Por orden, Clara sintió su cuerpo conseguir otra liberación mientras gritaba su placer.
Estaba completamente desconcertada.
¡¿Cómo estaba él haciendo esto con ella?!
—Ngh…
Bien —gruñó Gilas en su boca mientras la besaba.
—G-Gracias —ella respondió cariñosamente, su voz sonando tan sumisa incluso para sus propios oídos—.
E-Estoy contenta de que pienses eso.
—Lo estás haciendo bien —Gilas la alabó, sus embestidas volviéndose más erráticas—.

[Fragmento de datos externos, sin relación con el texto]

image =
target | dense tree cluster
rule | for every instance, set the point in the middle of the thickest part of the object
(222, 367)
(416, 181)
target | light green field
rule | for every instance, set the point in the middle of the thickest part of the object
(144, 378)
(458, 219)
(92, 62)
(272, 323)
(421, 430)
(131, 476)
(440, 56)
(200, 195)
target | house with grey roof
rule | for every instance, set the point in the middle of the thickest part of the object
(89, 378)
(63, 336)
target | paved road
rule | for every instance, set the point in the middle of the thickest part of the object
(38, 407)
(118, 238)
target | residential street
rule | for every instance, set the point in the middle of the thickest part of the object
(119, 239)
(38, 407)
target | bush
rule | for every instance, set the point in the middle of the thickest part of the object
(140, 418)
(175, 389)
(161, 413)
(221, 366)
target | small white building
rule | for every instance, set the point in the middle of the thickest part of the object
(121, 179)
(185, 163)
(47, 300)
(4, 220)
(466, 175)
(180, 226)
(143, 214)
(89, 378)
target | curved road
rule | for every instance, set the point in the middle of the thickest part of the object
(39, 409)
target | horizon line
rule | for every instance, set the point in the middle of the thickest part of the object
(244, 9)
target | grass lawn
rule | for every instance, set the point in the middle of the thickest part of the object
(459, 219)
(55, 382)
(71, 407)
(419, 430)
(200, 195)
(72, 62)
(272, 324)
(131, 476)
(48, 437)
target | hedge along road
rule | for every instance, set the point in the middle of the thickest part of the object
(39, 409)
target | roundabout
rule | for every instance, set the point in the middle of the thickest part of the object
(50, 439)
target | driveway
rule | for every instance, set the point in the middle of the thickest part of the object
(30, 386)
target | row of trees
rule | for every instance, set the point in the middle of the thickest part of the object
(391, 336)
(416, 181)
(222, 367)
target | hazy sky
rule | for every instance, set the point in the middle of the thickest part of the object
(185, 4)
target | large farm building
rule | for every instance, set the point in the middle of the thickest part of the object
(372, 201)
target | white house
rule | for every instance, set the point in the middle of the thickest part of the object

T-Toma tu recompensa, mi amor…
—¡G-Gilas!
Exclamó su nombre mientras sus ojos se abrían con un placer inenarrable.
Sintió que él latía dentro de ella, e hizo todo lo que pudo para asegurarse de recibir todo lo que él quería darle.
Ansiosamente, ella correspondía sus embestidas, su placer aumentando rápidamente hasta que un tercer orgasmo sacudió su cuerpo.
Junto con esto, Gilas estalló dentro de ella, su espesa semilla cubriendo su interior mientras ambos temblaban en éxtasis arrebatador.
—Ngh…
—Gilas gruñó sobre ella, su abrazo manteniéndola cerca mientras finalmente soltaba sus brazos.
En respuesta, Clara lo atrajo más hacia ella, moviéndose como para dejarlo ir aún más adentro de ella mientras ambos colapsaban sobre su cama.
—E-e, eso es increíble…
—Clara jadeó débilmente.
—De nada —Gilas rió—.
Tú…
Sabes que no me refería a nada de lo que te dije antes, ¿verdad?
—…Te habría abofeteado si lo hubieras hecho —Clara bromeó débilmente—.
No te preocupes, te sentí a través del Vínculo…
—Me alegro entonces —él le sonrió calidamente—.
Realmente…
Si así es como quieres que sea nuestra vida sexual, estaré más que feliz de complacerte…
Clara sonrió mientras sentía que el agotamiento la llevaba a la inconsciencia.
Estaba tan contenta en sus brazos…
y estaba realmente agradecida de que fuera él con quien terminó.
Solo podía esperar que sus pensamientos lo alcanzaran a través de su Vínculo.